Wednesday, December 26, 2012

In my last blog I wrote about the difference between learners and workers, and this an idea I continue to wrestle with now.  But I am seeing it a bit differently today.

I have long known that just because I have taught something doesn't mean that my students have learned it.  In light of Rethinking Homework by Cathy Vatterott, I feel as though I can put more pieces of the puzzle together.  I know that a meaninglesss homework is just that: meaningless.  Students do not make meaning from an activity to which they feel no connection.  Likewise, they do not make connections or learn anything from assessment that comes at the end of the learning--not as a part of the learning.  I have known about the issues and have made some changes to the way I interact with my students; but the changes are slow and, at times, seemingly ineffective.  But, like I said, a solution to the puzzle is forming...
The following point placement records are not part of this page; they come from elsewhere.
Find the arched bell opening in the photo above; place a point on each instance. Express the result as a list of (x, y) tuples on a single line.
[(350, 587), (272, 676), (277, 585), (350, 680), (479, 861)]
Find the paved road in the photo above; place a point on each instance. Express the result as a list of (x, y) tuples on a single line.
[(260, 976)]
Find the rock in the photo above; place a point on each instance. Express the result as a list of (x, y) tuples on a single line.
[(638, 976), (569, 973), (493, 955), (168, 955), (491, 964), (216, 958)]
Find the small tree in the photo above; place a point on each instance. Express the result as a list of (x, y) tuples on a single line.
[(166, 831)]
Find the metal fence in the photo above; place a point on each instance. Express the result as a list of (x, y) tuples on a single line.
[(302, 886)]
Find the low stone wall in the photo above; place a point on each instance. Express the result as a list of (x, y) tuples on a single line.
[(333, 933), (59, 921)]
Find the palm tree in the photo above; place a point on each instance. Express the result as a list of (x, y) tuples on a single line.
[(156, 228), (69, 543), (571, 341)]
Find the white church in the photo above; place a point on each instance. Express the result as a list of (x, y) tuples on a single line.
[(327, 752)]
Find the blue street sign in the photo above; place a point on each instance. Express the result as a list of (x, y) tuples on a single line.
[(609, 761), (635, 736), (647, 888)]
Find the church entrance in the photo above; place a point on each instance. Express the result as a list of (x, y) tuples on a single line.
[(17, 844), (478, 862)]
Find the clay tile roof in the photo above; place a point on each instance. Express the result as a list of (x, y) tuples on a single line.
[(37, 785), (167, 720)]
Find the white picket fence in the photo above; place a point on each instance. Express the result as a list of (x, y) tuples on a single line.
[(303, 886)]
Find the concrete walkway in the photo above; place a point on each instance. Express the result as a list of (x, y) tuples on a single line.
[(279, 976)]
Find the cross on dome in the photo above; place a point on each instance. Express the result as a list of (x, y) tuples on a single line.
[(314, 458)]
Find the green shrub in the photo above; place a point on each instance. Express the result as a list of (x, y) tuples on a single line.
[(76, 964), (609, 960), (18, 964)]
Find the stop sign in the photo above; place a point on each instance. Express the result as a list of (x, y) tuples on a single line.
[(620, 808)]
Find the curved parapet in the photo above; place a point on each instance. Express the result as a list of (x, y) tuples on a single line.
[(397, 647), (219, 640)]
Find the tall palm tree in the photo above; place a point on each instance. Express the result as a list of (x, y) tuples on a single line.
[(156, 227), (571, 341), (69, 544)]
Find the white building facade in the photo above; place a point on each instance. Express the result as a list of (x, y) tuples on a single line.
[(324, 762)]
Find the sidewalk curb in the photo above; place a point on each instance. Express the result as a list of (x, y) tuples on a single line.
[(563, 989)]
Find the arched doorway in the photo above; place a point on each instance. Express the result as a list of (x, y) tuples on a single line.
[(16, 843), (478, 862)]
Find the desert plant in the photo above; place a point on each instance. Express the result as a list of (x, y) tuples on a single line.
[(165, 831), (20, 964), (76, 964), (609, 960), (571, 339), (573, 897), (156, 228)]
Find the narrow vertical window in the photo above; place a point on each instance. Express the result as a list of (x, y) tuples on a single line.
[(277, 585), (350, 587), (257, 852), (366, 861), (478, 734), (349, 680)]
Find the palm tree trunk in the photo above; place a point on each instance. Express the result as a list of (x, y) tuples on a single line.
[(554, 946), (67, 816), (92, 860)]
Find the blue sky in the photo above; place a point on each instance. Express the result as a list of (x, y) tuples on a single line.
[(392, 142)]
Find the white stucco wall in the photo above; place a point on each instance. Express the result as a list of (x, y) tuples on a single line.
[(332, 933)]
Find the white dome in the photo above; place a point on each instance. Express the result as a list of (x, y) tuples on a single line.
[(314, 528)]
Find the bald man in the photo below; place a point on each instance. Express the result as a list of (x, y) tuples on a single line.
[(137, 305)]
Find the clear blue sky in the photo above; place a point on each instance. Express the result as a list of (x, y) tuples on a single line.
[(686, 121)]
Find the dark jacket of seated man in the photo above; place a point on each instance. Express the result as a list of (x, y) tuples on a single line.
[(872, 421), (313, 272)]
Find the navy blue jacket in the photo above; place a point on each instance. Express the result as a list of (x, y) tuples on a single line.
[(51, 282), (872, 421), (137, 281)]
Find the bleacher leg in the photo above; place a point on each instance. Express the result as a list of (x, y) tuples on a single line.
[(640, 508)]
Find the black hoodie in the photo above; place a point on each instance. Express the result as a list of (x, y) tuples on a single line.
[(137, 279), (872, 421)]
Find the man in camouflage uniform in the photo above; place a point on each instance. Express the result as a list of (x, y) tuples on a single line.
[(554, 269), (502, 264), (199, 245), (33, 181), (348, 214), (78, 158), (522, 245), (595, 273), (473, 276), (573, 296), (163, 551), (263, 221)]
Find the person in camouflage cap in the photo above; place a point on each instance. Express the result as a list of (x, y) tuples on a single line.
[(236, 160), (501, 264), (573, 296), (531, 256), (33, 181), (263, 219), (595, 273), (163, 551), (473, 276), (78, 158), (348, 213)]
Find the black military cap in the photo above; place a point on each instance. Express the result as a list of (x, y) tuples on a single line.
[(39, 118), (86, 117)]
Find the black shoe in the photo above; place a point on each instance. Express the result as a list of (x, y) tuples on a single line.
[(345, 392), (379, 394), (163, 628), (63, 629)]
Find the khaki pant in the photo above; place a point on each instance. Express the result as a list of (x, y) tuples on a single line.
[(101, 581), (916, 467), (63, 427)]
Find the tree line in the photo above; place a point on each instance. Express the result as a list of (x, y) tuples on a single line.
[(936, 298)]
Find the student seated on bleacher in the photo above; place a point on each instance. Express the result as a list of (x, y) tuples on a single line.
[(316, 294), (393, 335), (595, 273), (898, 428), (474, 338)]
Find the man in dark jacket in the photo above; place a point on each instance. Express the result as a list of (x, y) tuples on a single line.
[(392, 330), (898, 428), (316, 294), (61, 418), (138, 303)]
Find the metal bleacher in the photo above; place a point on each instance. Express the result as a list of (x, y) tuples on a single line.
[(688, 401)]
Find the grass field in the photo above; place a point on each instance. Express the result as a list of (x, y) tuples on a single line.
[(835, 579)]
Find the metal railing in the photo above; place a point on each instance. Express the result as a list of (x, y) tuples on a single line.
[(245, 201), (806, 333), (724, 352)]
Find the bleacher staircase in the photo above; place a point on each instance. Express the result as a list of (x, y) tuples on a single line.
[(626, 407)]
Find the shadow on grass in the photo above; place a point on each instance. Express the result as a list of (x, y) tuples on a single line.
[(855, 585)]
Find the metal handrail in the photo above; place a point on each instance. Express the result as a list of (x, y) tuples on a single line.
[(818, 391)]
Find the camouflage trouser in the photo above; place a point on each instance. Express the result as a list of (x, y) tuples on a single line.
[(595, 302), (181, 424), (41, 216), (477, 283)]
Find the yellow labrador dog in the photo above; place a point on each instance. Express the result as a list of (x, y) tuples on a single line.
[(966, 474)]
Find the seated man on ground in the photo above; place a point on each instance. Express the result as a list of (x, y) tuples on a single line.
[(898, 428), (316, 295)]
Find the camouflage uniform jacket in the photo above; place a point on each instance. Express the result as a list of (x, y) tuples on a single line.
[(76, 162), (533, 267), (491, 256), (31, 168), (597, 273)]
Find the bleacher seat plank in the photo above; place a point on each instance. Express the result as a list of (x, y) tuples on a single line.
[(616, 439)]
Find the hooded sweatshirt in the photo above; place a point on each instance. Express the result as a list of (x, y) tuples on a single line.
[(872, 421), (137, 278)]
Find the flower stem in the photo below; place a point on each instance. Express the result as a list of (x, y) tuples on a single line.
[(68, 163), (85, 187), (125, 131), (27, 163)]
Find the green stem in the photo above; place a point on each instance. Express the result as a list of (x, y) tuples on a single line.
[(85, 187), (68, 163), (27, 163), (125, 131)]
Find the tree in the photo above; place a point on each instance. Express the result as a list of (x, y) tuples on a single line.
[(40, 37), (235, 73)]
Homework doesn't ensure learning.  Ever.  It only ensures obedience in the students that we likely already know will be obedient.  In the others?  Homework ensures frustration at best; failure at worst.  In order for homework to be effective for me in an upper secondary level college preparatory English class, it must be more about their meaning and less about my agenda.  So what do I do?
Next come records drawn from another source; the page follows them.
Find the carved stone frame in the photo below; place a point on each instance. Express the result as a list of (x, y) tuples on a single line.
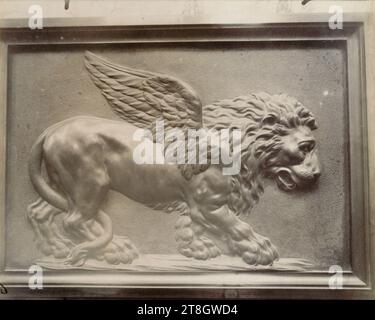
[(205, 285)]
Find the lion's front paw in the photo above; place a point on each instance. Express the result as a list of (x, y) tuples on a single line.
[(200, 248), (255, 250)]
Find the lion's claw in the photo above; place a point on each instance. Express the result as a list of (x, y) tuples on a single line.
[(77, 257), (255, 250)]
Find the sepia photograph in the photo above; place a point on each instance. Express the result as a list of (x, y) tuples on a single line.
[(192, 149)]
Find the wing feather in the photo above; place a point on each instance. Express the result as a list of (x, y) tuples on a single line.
[(142, 97)]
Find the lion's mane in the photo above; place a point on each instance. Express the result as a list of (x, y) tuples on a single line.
[(262, 119)]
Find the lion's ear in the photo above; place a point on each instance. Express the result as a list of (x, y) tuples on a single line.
[(269, 120)]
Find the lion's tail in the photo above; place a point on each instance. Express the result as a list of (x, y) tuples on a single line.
[(35, 171)]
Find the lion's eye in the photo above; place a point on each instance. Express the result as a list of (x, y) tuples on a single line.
[(306, 146)]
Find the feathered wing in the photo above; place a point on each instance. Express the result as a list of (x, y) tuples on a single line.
[(142, 97)]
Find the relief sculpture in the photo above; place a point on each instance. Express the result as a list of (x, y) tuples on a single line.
[(75, 163)]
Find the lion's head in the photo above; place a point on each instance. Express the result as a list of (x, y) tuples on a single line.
[(277, 141)]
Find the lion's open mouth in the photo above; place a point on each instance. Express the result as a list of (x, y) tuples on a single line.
[(285, 180)]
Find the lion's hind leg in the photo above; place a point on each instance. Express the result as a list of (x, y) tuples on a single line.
[(49, 237), (191, 242)]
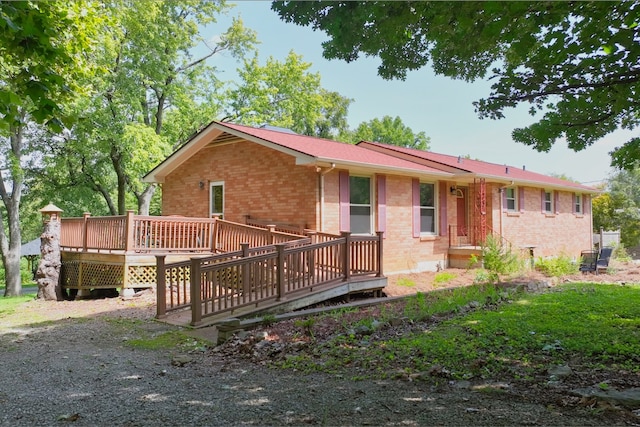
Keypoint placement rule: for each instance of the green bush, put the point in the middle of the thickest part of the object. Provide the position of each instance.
(498, 258)
(561, 265)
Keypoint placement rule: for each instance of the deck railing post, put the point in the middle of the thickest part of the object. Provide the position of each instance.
(85, 233)
(196, 285)
(272, 229)
(214, 237)
(161, 287)
(380, 239)
(129, 237)
(280, 273)
(347, 255)
(246, 275)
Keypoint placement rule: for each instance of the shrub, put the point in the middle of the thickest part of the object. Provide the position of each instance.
(557, 266)
(498, 258)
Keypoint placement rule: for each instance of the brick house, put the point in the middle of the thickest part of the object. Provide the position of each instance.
(434, 209)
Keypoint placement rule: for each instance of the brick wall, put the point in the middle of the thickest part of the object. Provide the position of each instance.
(258, 181)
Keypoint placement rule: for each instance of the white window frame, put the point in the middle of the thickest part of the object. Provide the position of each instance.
(548, 204)
(578, 207)
(360, 205)
(211, 211)
(514, 191)
(433, 208)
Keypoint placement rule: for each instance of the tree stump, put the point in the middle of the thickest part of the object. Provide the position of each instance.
(48, 273)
First, I need to make sure that the feedback is during learning not after it.  Feedback must be about helping each student learn at that moment.  Not next week or sometime during the next lesson.  I have tried to address this by spending a significant amount of time with student writing before the final draft is due.  I know that a grade on the final draft is really the only thing students are after--not the comments and suggestions I used to spend so much time on writing.  So now I respond with those comments and suggestions during the writing process not after.  Already I have noticed kids taking those responses to heart and applying my suggestions.  That's meaningful time spent outside of the classroom for both of us.

Second, I am learning to make the learning more about them and less about me.  If I am doing most of the talking, I am teaching; but if they are doing most of the talking, they are learning.  Problem based learning or project based learning is nothing new, but I have little experience with it.  I am beginning to analyze how I can take the new standards and apply this methodology of formulating a great question and beginning with the end in mind.  What can the students do to show me that they have learned?  What are the great questions that each of them can wrestle with in their own ways?
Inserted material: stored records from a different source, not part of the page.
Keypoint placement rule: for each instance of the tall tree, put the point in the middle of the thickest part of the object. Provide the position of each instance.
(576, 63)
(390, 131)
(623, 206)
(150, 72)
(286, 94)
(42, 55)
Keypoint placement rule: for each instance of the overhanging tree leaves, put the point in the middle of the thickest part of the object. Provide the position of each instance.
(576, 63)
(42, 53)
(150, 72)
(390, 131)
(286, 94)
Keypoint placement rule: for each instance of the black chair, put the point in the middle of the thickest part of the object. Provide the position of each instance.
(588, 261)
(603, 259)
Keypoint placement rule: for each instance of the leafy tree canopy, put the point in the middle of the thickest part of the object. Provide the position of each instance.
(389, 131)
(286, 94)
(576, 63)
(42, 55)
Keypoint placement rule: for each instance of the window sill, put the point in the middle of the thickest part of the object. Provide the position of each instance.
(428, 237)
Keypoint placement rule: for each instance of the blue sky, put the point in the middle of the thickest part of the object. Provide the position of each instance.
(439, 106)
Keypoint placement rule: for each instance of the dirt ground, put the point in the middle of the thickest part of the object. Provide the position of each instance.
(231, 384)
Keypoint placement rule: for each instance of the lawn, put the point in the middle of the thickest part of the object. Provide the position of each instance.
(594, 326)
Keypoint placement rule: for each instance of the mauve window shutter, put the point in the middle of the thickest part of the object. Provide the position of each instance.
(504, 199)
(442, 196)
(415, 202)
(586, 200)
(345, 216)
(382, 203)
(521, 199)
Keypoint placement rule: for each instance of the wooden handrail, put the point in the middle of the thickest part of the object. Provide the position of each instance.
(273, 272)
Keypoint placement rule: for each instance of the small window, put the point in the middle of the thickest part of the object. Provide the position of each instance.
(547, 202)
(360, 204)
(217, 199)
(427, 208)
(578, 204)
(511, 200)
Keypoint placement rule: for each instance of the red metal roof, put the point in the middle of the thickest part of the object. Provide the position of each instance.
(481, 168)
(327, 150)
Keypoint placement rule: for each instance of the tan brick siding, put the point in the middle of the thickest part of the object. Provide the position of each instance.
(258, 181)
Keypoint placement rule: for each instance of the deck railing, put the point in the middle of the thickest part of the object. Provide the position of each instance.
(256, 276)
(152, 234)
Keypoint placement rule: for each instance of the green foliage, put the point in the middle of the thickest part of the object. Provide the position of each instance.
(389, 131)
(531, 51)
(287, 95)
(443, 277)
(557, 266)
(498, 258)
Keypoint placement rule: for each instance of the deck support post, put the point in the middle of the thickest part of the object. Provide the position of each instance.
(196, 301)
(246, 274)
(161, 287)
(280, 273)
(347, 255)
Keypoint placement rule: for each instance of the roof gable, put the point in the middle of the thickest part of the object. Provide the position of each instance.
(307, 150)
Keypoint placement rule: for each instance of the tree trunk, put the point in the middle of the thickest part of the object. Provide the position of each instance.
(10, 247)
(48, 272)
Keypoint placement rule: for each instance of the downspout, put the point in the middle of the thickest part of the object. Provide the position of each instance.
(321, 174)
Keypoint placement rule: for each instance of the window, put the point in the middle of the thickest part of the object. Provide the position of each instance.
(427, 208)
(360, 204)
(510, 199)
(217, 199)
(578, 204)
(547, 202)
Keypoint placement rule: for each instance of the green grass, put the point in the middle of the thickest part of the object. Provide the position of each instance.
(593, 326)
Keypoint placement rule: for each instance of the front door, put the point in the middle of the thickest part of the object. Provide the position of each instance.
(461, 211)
Finally, the grade is important to my students, but I think I can help them start to see that the learning is more important.  An "A" means nothing if no knowledge has been gained.

I have never wanted to be a teacher who simply opens the file from the previous ten years on the first day and starts going.  I try so hard to be a discoverer with my students, but knowing whether or not I am effective in that isn't always easy.  I do know that I can continue to improve.  In the meantime, I'll just keep trying to put that puzzle together.